Subsequently, assessment of drivers concerning antimicrobial use and resistance in poultry and domestic pig farming was conducted in the Msimbazi River Basin, Tanzania. Data collected through questionnaires, focus group discussions and in-depth interview revealed that 87.6% of the antimicrobials are used for disease prevention compared with 80.5% for disease treatment. AMU was associated with low cost and easy access to antimicrobial agents. About 89.4% of the antimicrobials used were obtained over the counter and stocking of veterinary items and drugs at home was practised by 62.8% of the respondents interviewed. Most farmers (95.6%) lacked access to veterinary and extension services and resorted to fellow farmers for advice or used their own experience in making treatment decisions. We found about (78.8%) of uncontrolled disposal of wastes from households, 85% of improper disposal of human and veterinary drugs and 92.9% of agricultural activities that involves the use of animal manure are major contributors of environmental contamination.

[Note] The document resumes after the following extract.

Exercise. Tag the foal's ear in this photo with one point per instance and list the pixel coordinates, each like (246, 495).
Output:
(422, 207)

Faecal materials collected from poultry and domestic pigs along the study areas revealed high isolation frequency of E.coli (75.8%) compared with Klebsiella species (5.5%). The higher percentage of resistance both in poultry and domestic pigs was for tetracycline (65.6%), followed by nalidixic acid (58.7%), doxycycline (58.4%), sulfamethoxazole-trimethoprim (57.9%) and ampicillin (53.7%). Poultry harboured isolates that were more resistant to the tested antibiotics. The identified isolates exhibited MDR property against the eight antimicrobial class tested that is quinolone, phenicol, aminoglycosides, penicillin, tetracycline, sulphonamides, cephalosporin and carbapenems. About 82.4% of the E.coli isolates were extended-spectrum beta-lactamase (ESBL) producers, capable of hydrolysing penicillins, broad-spectrum cephalosporins and monobactams and 44% were resistant to quinolones, which renders ciprofloxacins and nalidix acid ineffective.

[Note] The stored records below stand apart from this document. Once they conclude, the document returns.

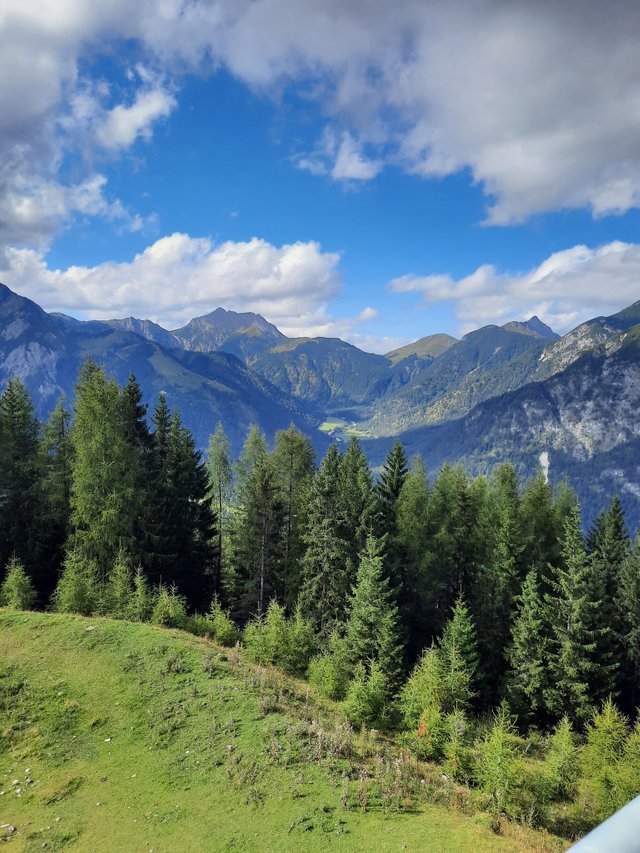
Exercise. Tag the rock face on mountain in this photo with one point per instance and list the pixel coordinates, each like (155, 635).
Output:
(46, 352)
(245, 335)
(516, 392)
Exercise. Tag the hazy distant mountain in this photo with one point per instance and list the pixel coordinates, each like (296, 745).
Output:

What is the relevance of the findings?

These findings highlight the high usage of veterinary antimicrobials which are accompanied by a lack of surveillance systems, inadequate veterinary services, weak implementation of the legal framework and poor animal management practices. The high level of antimicrobial use has led to a high level of AMR and MDR organisms in poultry and pig in the Msimbazi area. The high percentage of ESBL producers and quinolone-resistant bacteria renders most of the currently used antibiotics such as ampicillin, penicillins, and ciprofloxacin ineffective, and their use is likely to exacerbate the burden of AMR.

What are the next steps?

The resistant E.coli from poultry, domestic pigs and environmental samples will be subjected to molecular characterization by polymerase chain reaction (PCR) and whole genome sequencing (WGS) to examine genetic relatedness and diversity in order to determine the flow of resistomes across the animal and environmental compartments. Environmental samples, which are currently being collected include household slurry, river water, sediments, soils, fish and from markets, abattoirs, hospital surroundings.

Conclusion

The high level of AMU, AMR and MDR from the poultry and domestic pigs is an indication that the general community is exposed to the burden of antimicrobial resistance. The lack of surveillance systems, inadequate veterinary services, agricultural activities that involve the use of manure from the farmed animals and weak implementation of regulatory framework both in animals and the environment is likely to escalate the problem of antimicrobial resistance and multidrug resistance. As such, multisectoral One Health (OH) interventions are urgently needed, as well as a thorough review of government policy and regulations to ensure judicious use of antimicrobials in animal farming to protect the environment from contamination with antimicrobial agents to achieve a better and brighter future for all and to attain sustainable development goals (SDGs).

 

Zuhura Kimera, BSc, MSc, PhD Student

SACIDS Foundation for One Health & Muhimbili University of Health and Allied Sciences Department of Microbiology and Immunology, School of Medicine 

PhD Research Title: Genomic epidemiology of multidrug resistant (MDR) Escherichia coli in poultry, pigs, fish and environment and the drivers for antimicrobial use and resistance in Dar es Salaam and Pwani Regions in Tanzania.